Note: Here we have chosen replication count as 5. This is little strange in a distributed architecture because usually more replication count for the master decreases the speed of document upload. But when we were playing with Amazon CloudSearch we observed that it is increasing the speed of uploads. In addition we also observed the following :
- If we keep the replication count 0 or less, use a smaller search instance type and pump documents in parallel from multiple nodes, either the Amazon CloudSearch Server is failing sometimes or error rates are high.
- If we keep the replication count 0 or less , use a larger search instance type and pump documents in parallel from multiple nodes, internally Amazon Cloud Search itself is creating 3-5 nodes and it shows in the replication count. Waiting to discuss with AWS SA folks on this behavior.
We will be utilizing distributed uploading technique which we custom built using Amazon Elastic MapReduce to pump data to the Amazon CloudSearch server. This technique enables us to write more Index data in parallel.
Step 2) Select how you would like to create the Amazon CloudSearch Schema: Here we have chosen Manual setup, since we already have schema to be migrated to Amazon CloudSearch.

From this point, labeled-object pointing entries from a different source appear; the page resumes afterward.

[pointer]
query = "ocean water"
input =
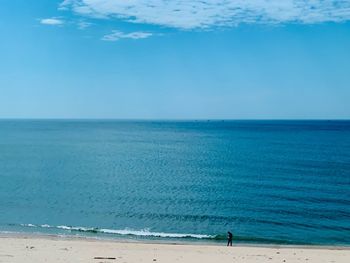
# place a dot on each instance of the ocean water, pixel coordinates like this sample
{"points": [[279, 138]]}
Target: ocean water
{"points": [[284, 182]]}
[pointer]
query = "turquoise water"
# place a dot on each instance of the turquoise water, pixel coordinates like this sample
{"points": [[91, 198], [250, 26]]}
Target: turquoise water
{"points": [[268, 181]]}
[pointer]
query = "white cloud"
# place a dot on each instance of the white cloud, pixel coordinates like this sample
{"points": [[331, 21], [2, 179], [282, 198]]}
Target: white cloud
{"points": [[83, 24], [51, 21], [186, 14], [116, 35]]}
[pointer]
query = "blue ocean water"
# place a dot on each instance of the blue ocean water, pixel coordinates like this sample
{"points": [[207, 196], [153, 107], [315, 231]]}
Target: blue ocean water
{"points": [[285, 182]]}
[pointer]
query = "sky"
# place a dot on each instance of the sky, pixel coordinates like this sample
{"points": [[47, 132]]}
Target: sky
{"points": [[175, 59]]}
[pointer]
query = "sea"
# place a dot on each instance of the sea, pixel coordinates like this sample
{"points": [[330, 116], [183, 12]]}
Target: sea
{"points": [[266, 181]]}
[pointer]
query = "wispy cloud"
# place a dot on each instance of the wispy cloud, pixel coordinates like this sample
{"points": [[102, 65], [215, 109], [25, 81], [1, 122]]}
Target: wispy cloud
{"points": [[83, 24], [116, 35], [51, 21], [197, 14]]}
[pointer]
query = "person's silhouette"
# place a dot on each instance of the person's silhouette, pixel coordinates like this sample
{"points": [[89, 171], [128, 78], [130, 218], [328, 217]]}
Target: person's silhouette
{"points": [[229, 238]]}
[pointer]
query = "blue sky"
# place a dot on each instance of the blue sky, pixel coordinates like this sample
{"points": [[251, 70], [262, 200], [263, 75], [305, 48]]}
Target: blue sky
{"points": [[177, 59]]}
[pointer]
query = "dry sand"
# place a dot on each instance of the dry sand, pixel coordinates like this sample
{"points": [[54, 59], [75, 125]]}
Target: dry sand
{"points": [[37, 249]]}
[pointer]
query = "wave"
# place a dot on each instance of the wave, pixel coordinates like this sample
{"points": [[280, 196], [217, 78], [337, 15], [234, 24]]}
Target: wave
{"points": [[146, 233], [123, 232]]}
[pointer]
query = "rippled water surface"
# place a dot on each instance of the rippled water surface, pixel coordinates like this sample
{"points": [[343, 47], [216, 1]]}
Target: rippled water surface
{"points": [[267, 181]]}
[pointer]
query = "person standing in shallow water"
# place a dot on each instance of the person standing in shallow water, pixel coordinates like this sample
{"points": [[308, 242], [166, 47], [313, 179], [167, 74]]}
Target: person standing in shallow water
{"points": [[229, 238]]}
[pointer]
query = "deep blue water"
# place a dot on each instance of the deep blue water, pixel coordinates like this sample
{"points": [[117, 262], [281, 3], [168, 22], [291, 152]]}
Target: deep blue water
{"points": [[267, 181]]}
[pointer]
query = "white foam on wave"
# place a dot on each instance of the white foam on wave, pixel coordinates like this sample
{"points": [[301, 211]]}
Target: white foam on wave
{"points": [[123, 232], [147, 233]]}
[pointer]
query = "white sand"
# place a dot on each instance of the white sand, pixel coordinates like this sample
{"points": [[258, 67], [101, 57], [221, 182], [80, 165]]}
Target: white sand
{"points": [[36, 249]]}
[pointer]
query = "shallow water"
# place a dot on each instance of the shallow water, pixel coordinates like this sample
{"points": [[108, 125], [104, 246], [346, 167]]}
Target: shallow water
{"points": [[267, 181]]}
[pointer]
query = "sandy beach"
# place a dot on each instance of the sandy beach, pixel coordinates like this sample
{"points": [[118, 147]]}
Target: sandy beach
{"points": [[36, 249]]}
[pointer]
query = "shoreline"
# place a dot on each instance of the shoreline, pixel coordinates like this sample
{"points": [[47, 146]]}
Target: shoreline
{"points": [[67, 237], [19, 248]]}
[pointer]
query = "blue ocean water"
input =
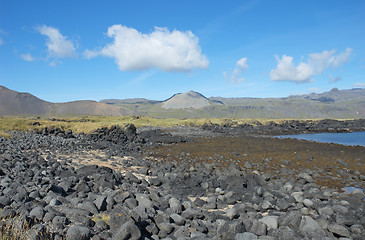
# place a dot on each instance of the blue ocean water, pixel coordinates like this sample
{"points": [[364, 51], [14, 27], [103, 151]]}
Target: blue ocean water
{"points": [[350, 139]]}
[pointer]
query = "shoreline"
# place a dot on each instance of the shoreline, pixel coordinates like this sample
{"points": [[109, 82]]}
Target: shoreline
{"points": [[179, 183]]}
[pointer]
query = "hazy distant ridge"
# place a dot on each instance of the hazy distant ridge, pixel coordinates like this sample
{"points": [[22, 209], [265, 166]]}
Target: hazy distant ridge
{"points": [[333, 104], [16, 103]]}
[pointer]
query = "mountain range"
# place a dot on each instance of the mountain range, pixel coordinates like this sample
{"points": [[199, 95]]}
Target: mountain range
{"points": [[18, 103], [332, 104]]}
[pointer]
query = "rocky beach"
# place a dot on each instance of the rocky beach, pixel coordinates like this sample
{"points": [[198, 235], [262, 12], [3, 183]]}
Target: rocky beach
{"points": [[209, 182]]}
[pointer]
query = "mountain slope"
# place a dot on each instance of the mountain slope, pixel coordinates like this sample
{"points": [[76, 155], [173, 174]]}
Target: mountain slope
{"points": [[189, 99], [15, 103], [90, 108]]}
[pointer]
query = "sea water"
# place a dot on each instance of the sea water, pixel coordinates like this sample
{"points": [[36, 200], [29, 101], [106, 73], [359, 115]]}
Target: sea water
{"points": [[350, 139]]}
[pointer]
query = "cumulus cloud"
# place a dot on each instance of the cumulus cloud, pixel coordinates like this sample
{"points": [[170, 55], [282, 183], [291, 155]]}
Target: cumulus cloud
{"points": [[335, 79], [235, 77], [27, 57], [286, 70], [360, 84], [58, 45], [166, 50], [314, 90]]}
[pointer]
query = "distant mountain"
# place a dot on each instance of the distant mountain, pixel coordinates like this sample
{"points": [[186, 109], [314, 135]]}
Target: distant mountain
{"points": [[333, 104], [16, 103], [334, 95], [189, 99], [88, 107], [129, 101], [339, 104]]}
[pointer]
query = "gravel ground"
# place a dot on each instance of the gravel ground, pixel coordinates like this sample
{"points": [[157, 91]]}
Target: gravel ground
{"points": [[124, 184]]}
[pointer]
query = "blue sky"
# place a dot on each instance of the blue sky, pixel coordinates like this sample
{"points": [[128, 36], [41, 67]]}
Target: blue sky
{"points": [[72, 50]]}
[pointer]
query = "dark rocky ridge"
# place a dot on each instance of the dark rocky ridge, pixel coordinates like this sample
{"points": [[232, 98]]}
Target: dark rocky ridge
{"points": [[46, 180]]}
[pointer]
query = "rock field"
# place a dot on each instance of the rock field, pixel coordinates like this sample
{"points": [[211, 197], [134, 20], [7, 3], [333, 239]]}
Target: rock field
{"points": [[113, 184]]}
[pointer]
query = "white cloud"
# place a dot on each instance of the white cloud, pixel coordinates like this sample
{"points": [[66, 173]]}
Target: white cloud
{"points": [[58, 45], [305, 71], [314, 90], [27, 57], [162, 49], [287, 71], [235, 77], [335, 79], [360, 84]]}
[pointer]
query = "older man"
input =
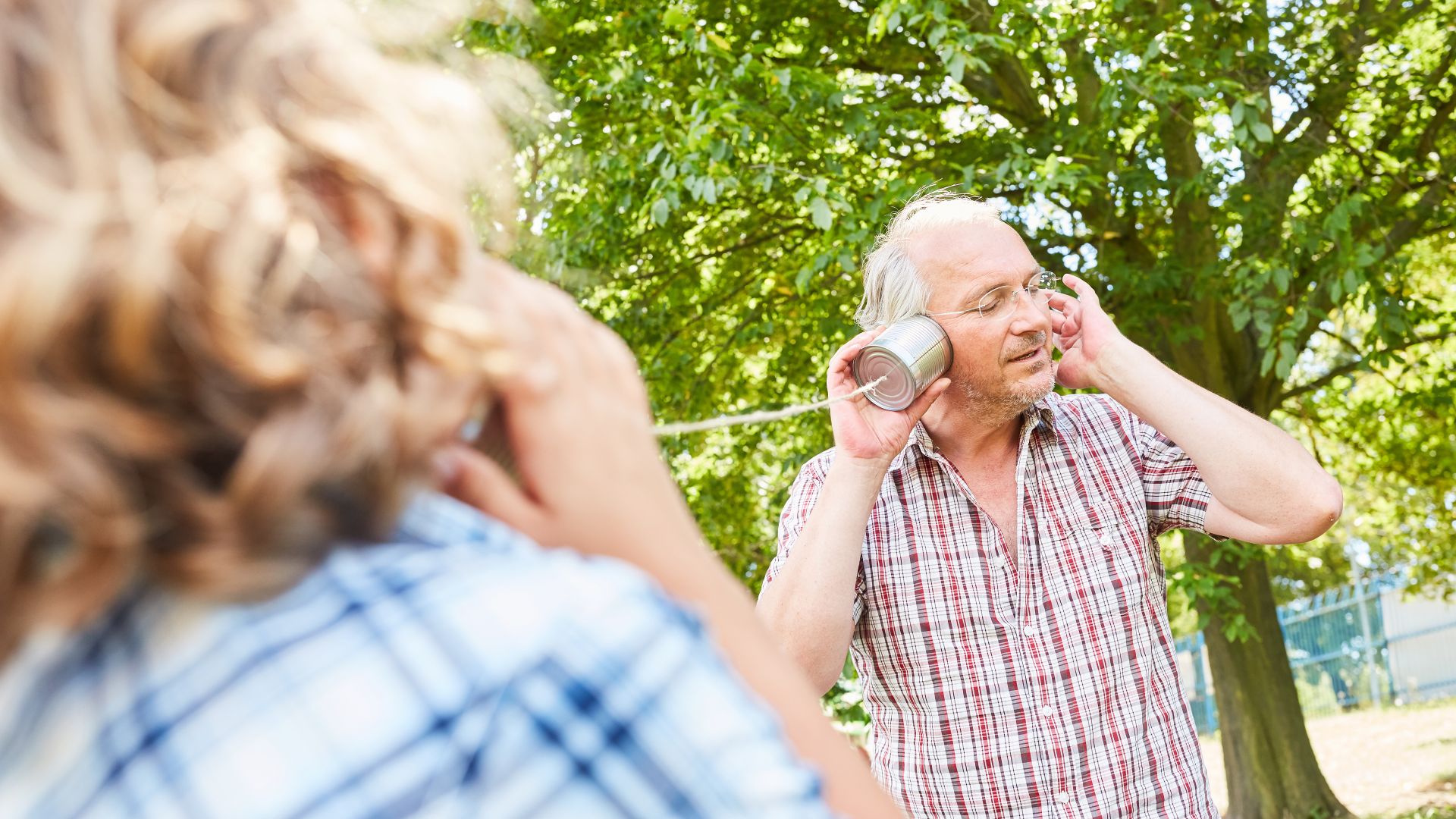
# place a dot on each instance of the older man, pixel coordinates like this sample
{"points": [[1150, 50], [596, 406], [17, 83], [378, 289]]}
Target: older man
{"points": [[989, 556]]}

We have 100+ Index fields with scaling options instance type as m2.2xlarge and replication count 5 in the “bigdatasearch” domain.
Since the volume of index data is huge (300+ GB) we have created a Custom Data Loader built on Amazon Elastic MapReduce to pump the data in parallel into Amazon CloudSearch. Since it is built on Amazon Elastic MapReduce, we can use the same program without modification for scale to upload TB’s of index into the search system with hundreds of Data loader EMR core/task nodes.